Employer learns $500,000 lesson

Blog Post

Kentucky court clerk Kim Davis’ recent jailing for refusing to issue same-sex marriage licenses has spurred a lot of debate on the issue of religious accommodation in the workplace. The difference between Ms. Davis’ situation and what most employers/employees face is that Ms. Davis is a publically-elected official; she does not work for a private employer. With that key difference noted, the issue is: how far does a private employer have to go to accommodate an individual in the workplace. Judging by the recent EEOC v. Consolidation Coal Company case, the answer may surprise you.

The facts of this case are quite interesting. The employer, Consolidation Coal Company (“CCC”), a mining company, began using biometric hand screeners to track employee attendance and employee work hours. Beverly Butcher, an evangelical Christian, had worked at the mine for over 35 years. When he was told he would have to use the biometric hand scanning system, he refused claiming his religious beliefs prohibited him from doing so, and he requested an accommodation. His specific religious reason: he claimed the hand scanner was the “Mark of the Beast” as discussed in Book of Revelation of the Bible that concerns the end of days.

At first, Butcher’s managers responded with a letter noting that the Mark of the Beast as referenced in the Bible was only a mark on one’s forehead or right hand and, as such, Butcher could use the hand screener on his left hand with his palm facing up. They went on to assure Butcher that the hand scanner did not assign a recipient the Mark of the Beast.

Not feeling 100 percent comfortable with the interpretation of scripture he had been provided or the assurances that he was not submitting to an eternal life of damnation by using the hand scanner, Butcher continued to refuse to use the hand scanner, and proposed he continue submitting his time and attendance manually as he had done previously or that he be allowed to check in and out with his supervisor. CCC refused, despite the fact that it had allowed two other employees who could not use the hand scanners because they were missing fingers and could not use the scanners properly. Those employees’ disabilities were accommodated and they were allowed to punch their employee numbers on a keypad on the scanning fixture; however, CCC refused to allow Butcher to do the same.

Butcher retired under protest at the age of 58 even though he told the court he had planned on working at the mine an additional five years.The Equal Employment Opportunity Commission sued CCC on Butcher’s behalf, and won over a half a million dollars.

TAKEAWAYS

One of the biggest issues employers have dealing with religious issues in the workplace is that they cannot grasp that every employee’s religious belief may not make sense to the employer. As a result, employers have had the tendency to laugh at employees; call them names, such as “nuts” or “crazy,” and dismiss their requests as nonsense. Yet, when dealing with religion in the workplace, the employer’s opinion on the religion or the specific religious belief simply does not matter. Rather, the critical question is whether the religious belief is “sincerely held” by the employee. That is it. What an employee believes, rational or not, is not up for interpretation by an employer so long as the employee holds that religious belief sincerely.
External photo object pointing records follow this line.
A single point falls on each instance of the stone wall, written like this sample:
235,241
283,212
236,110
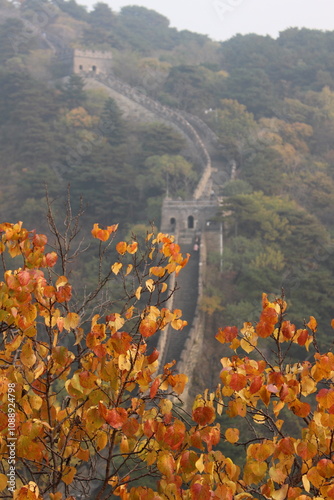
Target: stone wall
91,61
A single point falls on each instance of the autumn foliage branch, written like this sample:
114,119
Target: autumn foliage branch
95,419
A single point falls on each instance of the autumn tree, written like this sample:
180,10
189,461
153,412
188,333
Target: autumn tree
85,411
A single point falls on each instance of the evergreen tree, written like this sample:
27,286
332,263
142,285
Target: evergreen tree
112,124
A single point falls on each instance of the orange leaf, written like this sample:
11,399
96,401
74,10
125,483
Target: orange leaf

The law is simple, an employer must make a religious accommodation if:

  1. The employee sincerely holds the religious belief
  2. The religious accommodation is not an undue burden on the employer

While an employer is not required to make a religious accommodation under Title VII of the Civil Rights Act of 1964 that would cause the undue burden on the employer, the issue in this case was that the employer had no problem exempting two other employees from the hand screener system because of their disabilities and allowed them to track their time and attendance through other means. Thus, an alternative means was available. Although it is important to note that what constitutes an undue burden for a reasonable accommodation under the Americans with Disabilities Act has a lower threshold compared to what constitutes an undue burden for reasonable accommodation under Title VII, the issue for any workplace grappling with the same request accommodation under both statutes will be: if an employer can accommodate an employee under the ADA, why not accommodate another employee with the same accommodation under Title VII? In this case, that seemed to be the sticking point for the court and a half a million dollar lesson for the employer.

Getting back to the public issue and the Kim Davis imprisonment matter, it makes me wonder if a publicly-elected gaming warden can declare he will no longer be issuing fishing licenses because he is vegan. Hey, it could happen!